In comparison to disparate treatment, disparate impact is less common and has a different burden of proof in discrimination cases. Typically this theory involves a claim that a facially neutral employment practice, e.g., merit promotion procedures, is being applied in a manner as to disadvantage members of a protected class(es). While this theory is more often used in class action cases, it may be used to challenge an employment practice as disadvantaging a certain group. An example would be a job vacancy announcement requiring a college degree where successful performance in the position is not dependent upon a four-year degree. There is no need to prove intentional discrimination to prevail under disparate impact; rather a statistical analysis may used to prove that the requirement of the four-year degree disadvantage African American applicants.
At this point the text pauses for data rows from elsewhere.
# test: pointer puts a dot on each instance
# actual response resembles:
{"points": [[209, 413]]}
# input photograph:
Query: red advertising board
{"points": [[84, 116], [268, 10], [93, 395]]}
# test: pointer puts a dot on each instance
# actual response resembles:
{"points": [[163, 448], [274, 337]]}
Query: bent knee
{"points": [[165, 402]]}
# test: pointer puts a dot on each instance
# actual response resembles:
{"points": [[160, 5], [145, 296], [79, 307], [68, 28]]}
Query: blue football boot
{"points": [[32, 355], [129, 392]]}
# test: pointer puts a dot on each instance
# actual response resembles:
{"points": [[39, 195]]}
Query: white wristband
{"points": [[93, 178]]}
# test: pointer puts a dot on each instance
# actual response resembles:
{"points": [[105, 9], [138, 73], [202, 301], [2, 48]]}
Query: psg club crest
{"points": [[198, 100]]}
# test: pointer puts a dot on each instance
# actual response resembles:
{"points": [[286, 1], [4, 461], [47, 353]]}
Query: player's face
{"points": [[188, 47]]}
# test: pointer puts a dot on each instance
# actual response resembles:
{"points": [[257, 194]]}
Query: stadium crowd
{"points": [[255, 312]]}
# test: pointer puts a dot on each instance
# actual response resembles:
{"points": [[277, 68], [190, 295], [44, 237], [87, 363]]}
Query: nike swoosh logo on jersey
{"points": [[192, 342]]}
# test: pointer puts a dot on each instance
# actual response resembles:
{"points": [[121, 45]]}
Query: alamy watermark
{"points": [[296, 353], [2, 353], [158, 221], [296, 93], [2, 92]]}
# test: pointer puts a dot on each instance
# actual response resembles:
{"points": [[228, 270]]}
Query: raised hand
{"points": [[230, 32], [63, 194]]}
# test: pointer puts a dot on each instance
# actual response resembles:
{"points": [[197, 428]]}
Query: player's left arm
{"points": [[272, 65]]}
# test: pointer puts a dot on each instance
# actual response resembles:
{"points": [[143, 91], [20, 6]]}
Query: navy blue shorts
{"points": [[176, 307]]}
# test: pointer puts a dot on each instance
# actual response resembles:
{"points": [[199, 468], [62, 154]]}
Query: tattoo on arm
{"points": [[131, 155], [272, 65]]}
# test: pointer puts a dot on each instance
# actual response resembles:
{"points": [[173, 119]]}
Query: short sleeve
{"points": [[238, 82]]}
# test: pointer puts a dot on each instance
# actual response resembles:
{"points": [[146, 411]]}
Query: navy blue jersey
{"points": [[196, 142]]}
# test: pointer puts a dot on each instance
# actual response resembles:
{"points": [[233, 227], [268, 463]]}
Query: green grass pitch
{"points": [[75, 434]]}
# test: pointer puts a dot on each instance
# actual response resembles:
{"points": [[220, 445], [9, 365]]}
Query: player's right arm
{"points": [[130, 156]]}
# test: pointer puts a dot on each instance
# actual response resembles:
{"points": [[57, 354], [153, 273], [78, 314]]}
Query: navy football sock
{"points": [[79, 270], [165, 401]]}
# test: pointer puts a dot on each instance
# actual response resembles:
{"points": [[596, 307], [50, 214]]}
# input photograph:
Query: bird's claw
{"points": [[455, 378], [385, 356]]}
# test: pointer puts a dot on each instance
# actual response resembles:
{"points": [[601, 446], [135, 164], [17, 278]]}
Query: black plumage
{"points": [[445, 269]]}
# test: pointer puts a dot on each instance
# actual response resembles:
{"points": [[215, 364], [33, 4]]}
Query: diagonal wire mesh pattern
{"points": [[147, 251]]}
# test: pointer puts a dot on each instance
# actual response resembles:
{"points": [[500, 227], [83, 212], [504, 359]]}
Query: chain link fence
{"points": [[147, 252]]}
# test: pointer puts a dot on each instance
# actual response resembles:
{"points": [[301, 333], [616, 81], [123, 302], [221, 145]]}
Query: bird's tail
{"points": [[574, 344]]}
In the leading case of Griggs v. Duke Power Co., 401 U.S. 424 (1971), the Supreme Court dealt with a challenge to a requirement that applicants must have a high school degree or pass a standardized general intelligence test as a prerequisite for hiring and transferring into some of its departments. The Court found that the black plaintiffs had to demonstrate that the employer’s facially neutral test disqualified a disproportionate number of the protected class. Then the burden of persuasion shifted to the employer to demonstrate a compelling business necessity for the test. In Griggs, this meant that the employer had to prove that there was a direct correlation between the test scores and job performance. As a result, the Court struck down the positive educational criteria because the company had conducted no studies and white employees, who were hired prior to the new requirements, had been able to perform satisfactorily and be promoted.
Following the Supreme Court’s decision in Ward’s Cove Packing Co. v. Atonio, 490 U.S. 642 (1988), which reduced the employer’s burden to one of persuasion and rejected any “bottom line” statistical approach to disparate impact cases, the Civil Rights Act of 1991 reinstated the adverse impact analysis previously used in Griggs in 42 USC 2000e-2(k). The bottom-line concept is a statistical test set forth in 29 CFR 1607.4 where the Commission applies the 4/5’s rule, i.e., that the challenged employment practice adversely impacts on the protected group which has less than an 80% selection rate in comparison to the rate of the group with the highest rate. The EEOC quickly complied with the Civil Rights Act of 1991 in its decision in Knight v. Secretary of Navy, No. 03930029 (1993), and in subsequent decisions, including Barela v. Secretary of State, No. 01965017 (1997), where it set forth the basic elements of a prima facie case of disparate impact analysis:
To establish a prima facie case of race and national origin discrimination under a disparate impact theory, a complainant must show that the challenged policy disproportionately impacts members of the protected class. Specifically, a complainant must: 1) identify the specific practice or practices challenged; 2) show statistical disparities; and, 3) show that the disparity is linked to a challenged practice or policy. Watson v. Fort Worth Bank and Trust, 487 U.S. 977 (1988).